Athol Daily News
- Type: Daily newspaper
- Format: Broadsheet
- Owner(s): Newspapers of New England, Inc.
- Publisher: Shawn Palmer
- Editor: Dan Crowley
- Headquarters: 14 Hope Street, Suite 101 Greenfield, Massachusetts 01301 United States
- Circulation: 984
- Price: USD .75
- Website: atholdailynews.com

= Athol Daily News =

The Athol Daily News is a six-day daily (Monday through Saturday) newspaper in north central Massachusetts. The newspaper covers the towns of Athol, Erving, New Salem, Orange, Petersham, Phillipston, Royalston, Warwick, and Wendell, Massachusetts.

== History ==
There have been five owners in the history of the Athol Daily News, with three representing generations of the same family.

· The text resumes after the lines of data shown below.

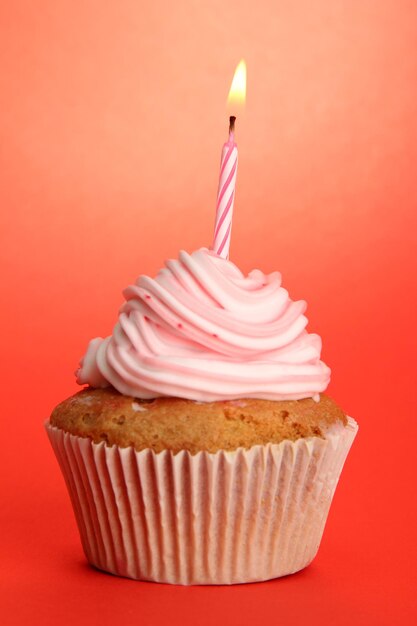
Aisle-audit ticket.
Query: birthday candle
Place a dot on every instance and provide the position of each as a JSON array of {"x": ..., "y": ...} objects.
[{"x": 228, "y": 169}]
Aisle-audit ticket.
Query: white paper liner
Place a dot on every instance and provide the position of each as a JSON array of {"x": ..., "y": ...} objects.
[{"x": 228, "y": 517}]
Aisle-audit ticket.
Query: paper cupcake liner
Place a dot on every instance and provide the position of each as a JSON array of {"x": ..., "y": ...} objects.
[{"x": 228, "y": 517}]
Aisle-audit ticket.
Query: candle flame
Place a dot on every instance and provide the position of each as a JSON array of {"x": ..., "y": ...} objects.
[{"x": 237, "y": 93}]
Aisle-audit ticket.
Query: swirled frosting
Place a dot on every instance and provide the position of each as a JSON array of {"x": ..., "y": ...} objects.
[{"x": 202, "y": 330}]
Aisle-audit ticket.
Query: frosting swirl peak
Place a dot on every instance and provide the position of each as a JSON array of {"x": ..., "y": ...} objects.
[{"x": 202, "y": 330}]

The Athol Daily News was founded in 1934 when Lincoln O'Brien merged two weeklies, the Athol Chronicle and Athol Transcript. O'Brien sold the paper to Edward T. Fairchild in 1940. On January 1, 1982, Richard J. Chase Sr. bought the newspaper from Fairchild, his father-in-law. The Boston Globe reported at the time that the Daily News' circulation was 5,500.

Richard J. Chase Jr., Fairchild's grandson, took over Athol Press Inc. September 29, 1989. Circulation of the family-owned newspaper at that time was given as 5,700.

On December 20, 2017, it was publicly announced that Newspapers of New England (NNE) had purchased the paper for an undisclosed amount.